The “anonymous” op-ed casts light on just how much of Washington D.C. is driven by an incestuous relationship between government insiders and the reporters who are supposed to cover them, but instead collude with them. The media shapes the policy consensus while the insiders shape the media. And policy gets made not by elected officials, but by an echo chamber of unelected officials, appointees and their media pals. This echo chamber defines the popular view inside and outside Washington D.C.
Normally elected officials colluding to undermine elected officials would be deemed a threat to democracy, but the echo chamber insists that they’re saving America from President Trump.
That’s the “resistance” of careerists looking to balance jobs in the Trump administration with future job opportunities.
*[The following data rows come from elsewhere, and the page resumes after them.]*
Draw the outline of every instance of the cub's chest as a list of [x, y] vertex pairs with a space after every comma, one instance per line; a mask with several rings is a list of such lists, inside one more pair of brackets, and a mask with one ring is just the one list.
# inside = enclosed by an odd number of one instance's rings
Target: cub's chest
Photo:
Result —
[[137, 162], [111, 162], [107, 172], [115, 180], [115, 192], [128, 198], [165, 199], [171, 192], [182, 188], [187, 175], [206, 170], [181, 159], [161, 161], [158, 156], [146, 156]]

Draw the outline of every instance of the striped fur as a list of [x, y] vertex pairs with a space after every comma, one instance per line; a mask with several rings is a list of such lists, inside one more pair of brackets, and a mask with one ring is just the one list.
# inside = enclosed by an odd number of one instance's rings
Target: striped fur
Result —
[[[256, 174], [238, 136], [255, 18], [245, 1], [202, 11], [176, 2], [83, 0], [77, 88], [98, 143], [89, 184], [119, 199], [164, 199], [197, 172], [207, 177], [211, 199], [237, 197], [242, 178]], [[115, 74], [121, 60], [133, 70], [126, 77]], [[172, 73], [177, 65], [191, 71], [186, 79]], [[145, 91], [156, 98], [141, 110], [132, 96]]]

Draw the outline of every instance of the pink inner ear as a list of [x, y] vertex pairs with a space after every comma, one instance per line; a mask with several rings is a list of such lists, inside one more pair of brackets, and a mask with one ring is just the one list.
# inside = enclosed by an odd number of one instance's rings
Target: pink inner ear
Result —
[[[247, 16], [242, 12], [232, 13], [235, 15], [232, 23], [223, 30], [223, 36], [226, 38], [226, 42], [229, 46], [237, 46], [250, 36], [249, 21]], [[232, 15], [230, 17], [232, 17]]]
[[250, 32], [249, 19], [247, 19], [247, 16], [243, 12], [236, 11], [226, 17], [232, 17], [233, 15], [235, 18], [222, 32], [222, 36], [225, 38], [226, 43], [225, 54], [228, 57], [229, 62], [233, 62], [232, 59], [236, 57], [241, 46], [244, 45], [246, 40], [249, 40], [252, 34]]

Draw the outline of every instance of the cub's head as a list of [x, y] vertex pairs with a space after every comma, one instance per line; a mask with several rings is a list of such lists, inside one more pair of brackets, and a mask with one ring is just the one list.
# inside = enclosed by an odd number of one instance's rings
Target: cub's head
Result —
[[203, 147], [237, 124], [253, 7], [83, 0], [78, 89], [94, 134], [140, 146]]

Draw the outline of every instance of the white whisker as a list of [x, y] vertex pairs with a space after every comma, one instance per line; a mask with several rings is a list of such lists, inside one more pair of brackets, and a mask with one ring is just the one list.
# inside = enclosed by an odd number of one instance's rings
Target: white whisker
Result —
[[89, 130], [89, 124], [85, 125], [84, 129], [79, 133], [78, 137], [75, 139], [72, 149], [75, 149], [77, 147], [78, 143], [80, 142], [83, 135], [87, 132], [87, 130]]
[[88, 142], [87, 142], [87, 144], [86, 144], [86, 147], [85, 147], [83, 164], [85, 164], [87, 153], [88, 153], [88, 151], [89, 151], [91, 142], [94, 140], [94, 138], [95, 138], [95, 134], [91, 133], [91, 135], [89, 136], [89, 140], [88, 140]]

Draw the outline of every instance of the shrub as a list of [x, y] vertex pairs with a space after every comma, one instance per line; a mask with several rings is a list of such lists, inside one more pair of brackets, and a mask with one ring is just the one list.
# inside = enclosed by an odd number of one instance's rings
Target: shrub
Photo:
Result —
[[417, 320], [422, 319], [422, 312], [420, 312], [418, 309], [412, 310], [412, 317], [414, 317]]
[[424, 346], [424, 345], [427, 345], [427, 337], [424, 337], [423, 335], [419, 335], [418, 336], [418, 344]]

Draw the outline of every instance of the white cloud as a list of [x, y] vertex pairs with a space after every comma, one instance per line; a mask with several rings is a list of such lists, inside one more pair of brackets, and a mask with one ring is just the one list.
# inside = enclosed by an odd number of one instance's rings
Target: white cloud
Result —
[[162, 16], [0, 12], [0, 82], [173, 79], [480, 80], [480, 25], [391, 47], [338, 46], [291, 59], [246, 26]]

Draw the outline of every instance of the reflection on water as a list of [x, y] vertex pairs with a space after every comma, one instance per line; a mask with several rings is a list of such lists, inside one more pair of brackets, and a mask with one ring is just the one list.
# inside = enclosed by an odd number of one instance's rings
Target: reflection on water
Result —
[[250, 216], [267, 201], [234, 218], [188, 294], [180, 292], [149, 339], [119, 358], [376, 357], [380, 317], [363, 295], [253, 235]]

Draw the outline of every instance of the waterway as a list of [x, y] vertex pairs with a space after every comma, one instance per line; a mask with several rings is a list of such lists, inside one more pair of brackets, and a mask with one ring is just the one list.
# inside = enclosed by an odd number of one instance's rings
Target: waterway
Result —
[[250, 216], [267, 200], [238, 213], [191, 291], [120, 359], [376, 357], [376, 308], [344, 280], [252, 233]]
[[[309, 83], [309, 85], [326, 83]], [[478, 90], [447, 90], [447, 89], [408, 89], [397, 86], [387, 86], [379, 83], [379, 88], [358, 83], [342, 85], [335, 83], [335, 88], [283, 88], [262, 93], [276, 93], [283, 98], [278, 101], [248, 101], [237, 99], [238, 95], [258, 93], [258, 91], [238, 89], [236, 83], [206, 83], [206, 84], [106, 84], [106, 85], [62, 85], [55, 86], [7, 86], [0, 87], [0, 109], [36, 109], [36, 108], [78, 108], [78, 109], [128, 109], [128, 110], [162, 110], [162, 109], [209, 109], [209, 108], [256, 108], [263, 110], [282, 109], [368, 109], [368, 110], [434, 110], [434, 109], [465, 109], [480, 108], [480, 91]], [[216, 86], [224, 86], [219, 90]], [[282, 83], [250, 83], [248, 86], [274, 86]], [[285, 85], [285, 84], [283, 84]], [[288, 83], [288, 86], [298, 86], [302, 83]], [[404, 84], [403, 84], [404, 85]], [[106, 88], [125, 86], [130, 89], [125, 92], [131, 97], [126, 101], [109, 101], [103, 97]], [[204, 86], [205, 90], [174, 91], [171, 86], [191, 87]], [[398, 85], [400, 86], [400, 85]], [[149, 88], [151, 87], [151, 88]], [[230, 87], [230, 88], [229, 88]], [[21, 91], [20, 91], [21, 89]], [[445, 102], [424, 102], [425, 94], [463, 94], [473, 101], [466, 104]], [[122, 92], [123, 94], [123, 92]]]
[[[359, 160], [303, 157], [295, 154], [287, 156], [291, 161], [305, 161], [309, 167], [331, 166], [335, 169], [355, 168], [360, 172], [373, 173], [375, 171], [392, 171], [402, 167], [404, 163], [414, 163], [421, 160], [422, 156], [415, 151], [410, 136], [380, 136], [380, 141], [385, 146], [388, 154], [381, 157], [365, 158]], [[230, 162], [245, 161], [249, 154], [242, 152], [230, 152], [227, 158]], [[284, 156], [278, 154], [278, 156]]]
It’s the lifers who never leave Washington D.C. riding the revolving doors from government to lobbying and consultancies, and then back to government again, who change addresses and suburbs, but never stop playing their corrupt games and hate anyone who threatens them.
Some call them the “Deep State”, but like “Resistance”, it’s far too grand a name for small, petty people who would sell their sisters for a leg up, who claim to believe whatever is popular at any given moment.
And switch just as easily the next.
The only thing that Washington D.C. insiders ever resist is reform. That, not the supposed suffering of illegal aliens, Muslim terrorists or whatever Dem victim group is hot this week, is what motivates them.
President Trump came from the real estate world to a medieval court with the semi-modern trappings of ubiquitous Blackberries and encrypted apps to connect leakers to New York Times reporters. He threatened to drain the swamp and reform the racket. And that threat bound the Washington D.C. insider and the Washington D.C. reporter closer together than ever around fighting a common enemy.
The insider-media connection is older than the White House and Old Ebtitt, old enough that its members have come to think of Washington D.C. as their own, and of Trump as a parvenu, an upstart threatening to reform them out of existence just because he happened to have won an election.
Elections, the D.C. lifers know, come and go. Corrupt relationships however are forever.
The media is an integral part of the Washington D.C. swamp. The relationships that insiders cultivate with reporters are an important weapon in staving off reforms. The idealistic politician who starts talking reform quickly gets distracted by a thousand crises manufactured by threatened D.C. lifers.
That’s why the media has been so sharply paranoid about the loss of its privileges. Cutting back press conferences, opening them up or criticizing the media were all deemed a threat to the First Amendment. It’s not just about hating President Trump and his politics. The media depends on its network of contacts. Any threat to its contacts is a threat to the careers of influential reporters.
When a New York Times journalist is prepared to allegedly sleep for scoops with the knowledge of her superiors, imagine what sort of lies, smears and attacks the media will unleash to protect its sources.
The anonymous op-ed is the tip of the iceberg. The swamp dwellers like the slime too much. And they will do whatever they can to stop elections from overturning their powers and privileges.